The Arnesonian Sandbox and The First Hexcrawl

Author: DHBoggs /

 When I looked previously at the Lake Gloomy material (HERE) from early summer 1972, I focused on organizing the material in a user friendly manner.  The presentation of Arneson's Loch Gloomin material in the FFC seems as if it was typed directly from his notes with little thought of clarity for the reader.

The focus of this posts relates to the actual nature of the game which the notes describe, that being what we might today label as a sandbox hexcrawl

For the first year of gaming in the Northern Marches, play had focused in and around Blackmoor Castle and town surroundings, with perhaps the occasional foray north to Glendower.

With the exile of a significant portion of the Blackmoor PC's into the western swamp town of Loch Gloomin aka Lake Gloomy, a whole new chapter opened up, and it was a chapter without a large central dungeon.

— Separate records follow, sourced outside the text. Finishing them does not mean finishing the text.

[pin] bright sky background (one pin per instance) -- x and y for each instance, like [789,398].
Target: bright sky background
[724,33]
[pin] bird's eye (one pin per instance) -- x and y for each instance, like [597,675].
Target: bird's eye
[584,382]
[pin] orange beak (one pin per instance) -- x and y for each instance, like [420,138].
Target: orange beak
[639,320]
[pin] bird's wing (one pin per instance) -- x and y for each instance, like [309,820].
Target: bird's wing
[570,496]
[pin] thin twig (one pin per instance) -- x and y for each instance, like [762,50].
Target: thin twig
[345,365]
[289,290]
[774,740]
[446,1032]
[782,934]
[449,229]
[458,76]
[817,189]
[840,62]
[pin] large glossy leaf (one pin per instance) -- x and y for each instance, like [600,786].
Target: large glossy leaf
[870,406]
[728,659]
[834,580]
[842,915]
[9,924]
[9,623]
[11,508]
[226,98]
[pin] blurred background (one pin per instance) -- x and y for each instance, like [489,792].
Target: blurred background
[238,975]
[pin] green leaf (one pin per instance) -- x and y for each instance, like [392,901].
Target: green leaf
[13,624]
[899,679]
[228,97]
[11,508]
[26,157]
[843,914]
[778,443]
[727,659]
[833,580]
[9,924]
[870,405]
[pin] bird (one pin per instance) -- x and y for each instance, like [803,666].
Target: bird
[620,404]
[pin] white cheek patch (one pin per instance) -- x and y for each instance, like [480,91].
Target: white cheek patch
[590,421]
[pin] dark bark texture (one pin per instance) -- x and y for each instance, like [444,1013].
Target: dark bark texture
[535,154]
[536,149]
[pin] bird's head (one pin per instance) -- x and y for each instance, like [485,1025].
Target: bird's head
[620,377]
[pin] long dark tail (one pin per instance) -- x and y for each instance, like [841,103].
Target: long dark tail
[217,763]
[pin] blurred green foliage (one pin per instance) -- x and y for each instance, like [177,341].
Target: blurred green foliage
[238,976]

Yes, there was still a town to call home base, but the town itself did not have an underworld full of treasure.  One had to go out in the world to find gold.  Arneson was forcing his players to explore the world beyond the dungeon.

In creating Lake Gloomy, Arneson was again creating a whole new kind of gaming - the Hexcrawl, and mind you this was months before Outdoor Survival was released.

He set the area up on a 10 * 10 miles per square grid with Loch Gloomen at the center, as if the whole were a wargame board.  Then he determined there would be "Twelve Special areas located in random directions... and distances..." (FFC 77:86)

He then created the tables and rolled the rolls to determine exactly what those "special areas" would be, such as haunted cemeteries, abandoned mansions, monster-filled cave complexes and so on - all as detailed in the previous post linked above.

Further, he employed rules he created for overland travel, probably made earlier, but if not, certainly by this time - the same travel rules that morphed into those of D&D as I explained in this post on the 18 pages of notes (HERE).  Rates are in 10 mile squares. (FFC 77:34)

Likewise rules for wilderness wandering monsters, as seen here (and previously discussed HERE), which again formed the bases of those in D&D, at least in the categories.   (FFC 77:34)

One square at a time (usually), Arneson's players could move out of the town and find what adventures may await them.  Being outdoors and unconstrained by walls and tunnels, this new kind of adventuring was entirely different from dungeon dives yet it was built on several of the same principles in dungeon design and stocking Arneson had already worked out.  The wilderness, in a sense, was a horizontal dungeon level on a larger time and distance scale, but it was free and open in ways a dungeon never could be.  In developing the Loch Gloomin hexcrawl Arneson created methods that allowed his players to explore the world - methods used by gamemasters to this day.


paleologos said...

Fantastic post - thanks!

A great example of how Arneson's Blackmoor campaign set the template for the D&D Basic/Dungeon, Expert/Wilderness paradigm.

(...and even the Companion/Domain game using the Blackmoor bunch, as you've explained in previous posts!)